No se había secado la tinta de mi última columna en la que comentaba la necedad de numerosos políticos de Estados Unidos de espantar a sus votantes con el inminente peligro de que terroristas islámicos invadirían su país desde México, cuando un alto mando de sus fuerzas armadas afirmó que el ébola llegaría desde nuestro país.
El general John F. Kelly, jefe del Comando Sur de las fuerzas armadas de Estados Unidos, responsable de monitorear los peligros que amenazan a su país desde América Latina y las Antillas, salió a decir que temía que inmigrantes del este de África, contaminados con el ébola, entraran ilegalmente por México.
Es realmente preocupante que un alto mando militar de la potencia bélica más poderosa del orbe diga tonterías de tal magnitud. ¿Cómo piensa el general Kelly que llegarán los ebólicos desde África a México: nadando? ¿Sabrá el comandante los muchos vuelos que hay de África a su país mientras que al nuestro no hay ni uno?
Ya encarrerado con sus dislates, agregó que “si el ébola aparece en Haití o América Central, creo que habrá que tomar precauciones extremas para cerrar la puerta a la emigración masiva que se produciría hacia Estados Unidos”.
Esta especulación sin sustento surge mientras que en Dallas, a sólo 700 kilómetros de México, ha habido ya dos casos de transmisión directa del ebólico que llegó desde de Liberia a esa ciudad texana el mes pasado. ¿No debiéramos ser los mexicanos quienes nos alarmemos ante el amago del ébola desde el norte?
En México tenemos otros temas de preocupación mucho más urgentes que la eventual llegada de la pandemia africana. La situación política es gravísima y parece haberse salido por completo de control del gobierno federal, ante la ineptitud criminal de gobernadores y alcaldes y la generalización de protestas callejeras.

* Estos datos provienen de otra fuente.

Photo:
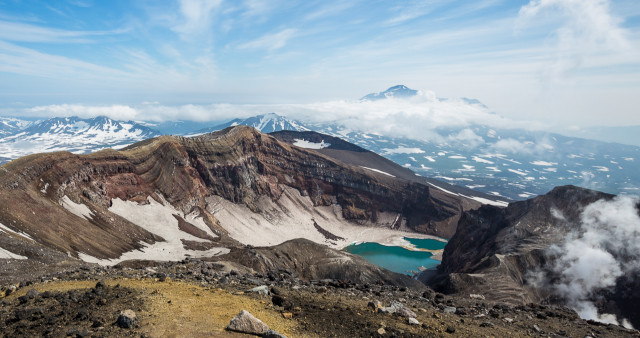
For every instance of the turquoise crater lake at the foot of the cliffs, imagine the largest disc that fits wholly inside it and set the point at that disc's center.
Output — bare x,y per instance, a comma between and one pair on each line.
397,258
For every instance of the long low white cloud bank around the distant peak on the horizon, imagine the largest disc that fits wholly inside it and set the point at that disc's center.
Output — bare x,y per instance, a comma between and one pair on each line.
417,118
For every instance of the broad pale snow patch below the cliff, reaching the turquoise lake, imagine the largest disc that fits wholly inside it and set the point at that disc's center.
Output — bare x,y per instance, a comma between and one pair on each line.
294,216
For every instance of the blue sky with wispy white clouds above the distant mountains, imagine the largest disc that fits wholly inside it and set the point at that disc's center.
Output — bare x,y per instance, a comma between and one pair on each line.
560,61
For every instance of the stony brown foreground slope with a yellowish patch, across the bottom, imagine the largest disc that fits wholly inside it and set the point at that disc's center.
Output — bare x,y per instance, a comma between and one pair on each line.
195,298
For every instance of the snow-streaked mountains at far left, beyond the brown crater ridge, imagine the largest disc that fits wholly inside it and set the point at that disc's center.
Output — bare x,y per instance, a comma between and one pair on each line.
72,134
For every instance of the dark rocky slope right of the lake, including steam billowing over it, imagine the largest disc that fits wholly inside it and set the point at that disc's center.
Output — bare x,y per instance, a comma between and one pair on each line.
541,250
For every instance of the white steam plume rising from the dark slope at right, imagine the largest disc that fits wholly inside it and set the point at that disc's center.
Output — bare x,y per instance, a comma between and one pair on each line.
604,248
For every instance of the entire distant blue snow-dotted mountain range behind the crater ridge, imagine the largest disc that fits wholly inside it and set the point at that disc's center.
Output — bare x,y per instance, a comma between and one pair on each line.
509,163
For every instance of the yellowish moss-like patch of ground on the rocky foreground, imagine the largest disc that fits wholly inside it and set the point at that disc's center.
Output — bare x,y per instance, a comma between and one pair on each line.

El peligroso coctel que se está destilando pone en entredicho la estabilidad política y social del país al generar incentivos perversos en todos los niveles. Muertes colectivas provocadas por autoridades asesinas que dan lugar a protestas que recurren a la violencia y a la violación de la ley, se suceden ante la impasividad y el letargo oficiales.
Es evidente que se justifica protestar por los terribles hechos ocurridos en Guerrero, donde la complicidad criminal del gobernador perredista y su partido significa que se ha roto por completo el Estado de derecho y la más elemental legitimidad de las autoridades estatales, lo que demanda la intervención del gobierno federal.
Pero de ninguna manera se puede justificar la violencia de las protestas y que quienes se manifiestan secuestren camiones, quemen edificios públicos y amaguen a ciudadanos indefensos, todo ante la indiferencia o inclusive la complicidad de las autoridades y sus cuerpos policiacos.
Estamos viendo cómo ceder ante las protestas callejeras, como lo hizo el secretario de Gobernación, Osorio Chong, con los politécnicos, no resuelve el problema, pues genera incentivos claros para que éstos pidan cada vez más.
Tal situación se reproduce en todo el país, con policías en Michoacán escoltando y protegiendo a “estudiantes” que viajan en autobuses robados para trasladarse a Guerrero a protestar por los asesinatos, o en Oaxaca, donde el “gobernador” Gabino Cué se ha convertido en el vasallo de los mal llamados maestros disidentes que tienen secuestrada, de nuevo, a la capital del estado.
Se respiran la impotencia y la indecisión de un gobierno federal que tiene éxito en pasar por las instancias legales correspondientes reformas estructurales clave o en descabezar a bandas de narcotraficantes, pero que carece de la disposición para hacer respetar las leyes vigentes y para evitar la anarquía y el caos.
En esta circunstancia de apatía o ineptitud ante el incumplimiento de la ley, ¿cómo espera el gobierno que ciudadanos e inversionistas crean que se van a aplicar sus flamantes reformas, que implican, además, afectar poderosos intereses monopólicos que actuarán con vigor para defenderse y proteger sus rentas y privilegios?
La pandemia que afecta con gravedad y de manera generalizada a México hoy es la incapacidad de las autoridades a todos los niveles de gobierno de hacer cumplir leyes, que además se vuelven cada vez más barrocas y complejas y, por lo tanto, difíciles de acatar, lo que, por necesidad, no puede acabar bien.
Si el general Kelly entendiera lo que pasa en México, se preocuparía no de la llegada del ébola desde nuestro país sino del desgobierno que lo aflige y que bien puede culminar en una situación anárquica, que ésa sí sería fatal para su país.